The property, northwest of Rapid City, includes the Dunbar Resort, a failed $100 million project that was to include a championship golf course and steam engine train.
Costner's list agent said the decision to sell the property has been a difficult one for the actor.
“From what I understand, it has been a hard decision for Mr. Costner and his people and not one they took lightly,” said Mike Percevich, co-owner and broker with the Real Estate Center of Lead-Deadwood. “It’s been a long process. We’ve been discussing the listing for six months to a year.”

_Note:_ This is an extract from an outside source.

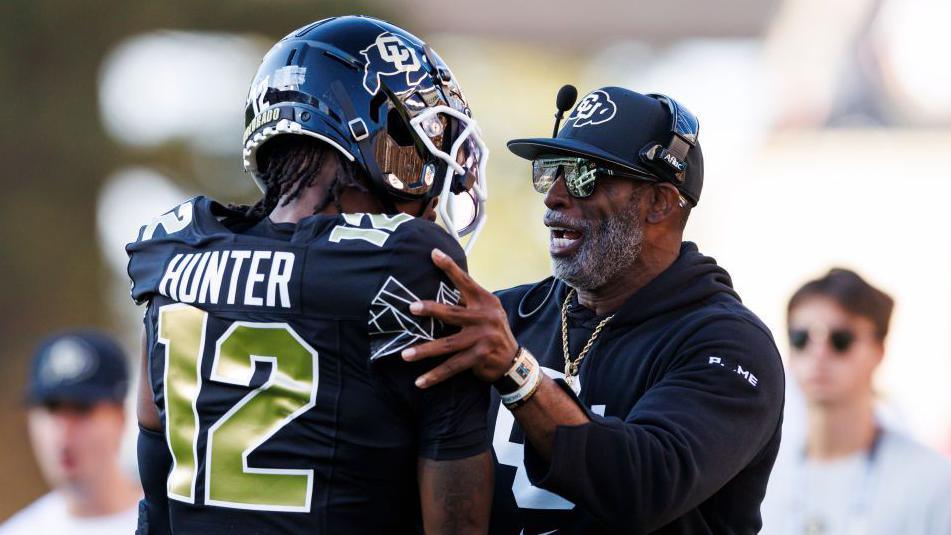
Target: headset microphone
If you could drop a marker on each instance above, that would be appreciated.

Costner will hold onto Midnight Star, the tallest building on Deadwood's main street, and Tatanka: Story of Bison, a $6 million attraction on the north edge of town.
The property is being listed in three parcels: one 735-acre piece for $5.4 million, one 86-acre commercially zoned piece for $7.8 million, the proposed site of Dunbar, and a 160-acre piece for $1.2 million.
The Dunbar parcel in particular, has had significant improvements made to the property. Terrain has been leveled, storm drainage, water and sewer added, and four acres of parking developed.
“It’s a rare opportunity with a town like Deadwood that has been topographically locked for so many years,” Percevich said. “Then we have Costner and his people who invested so much to acquire and improve that ground.
"The city has a growth path that’s headed this way and we’ve got a commercial site that’s gaming approved, has excellent infrastructure and a view that’s breath-taking," he said.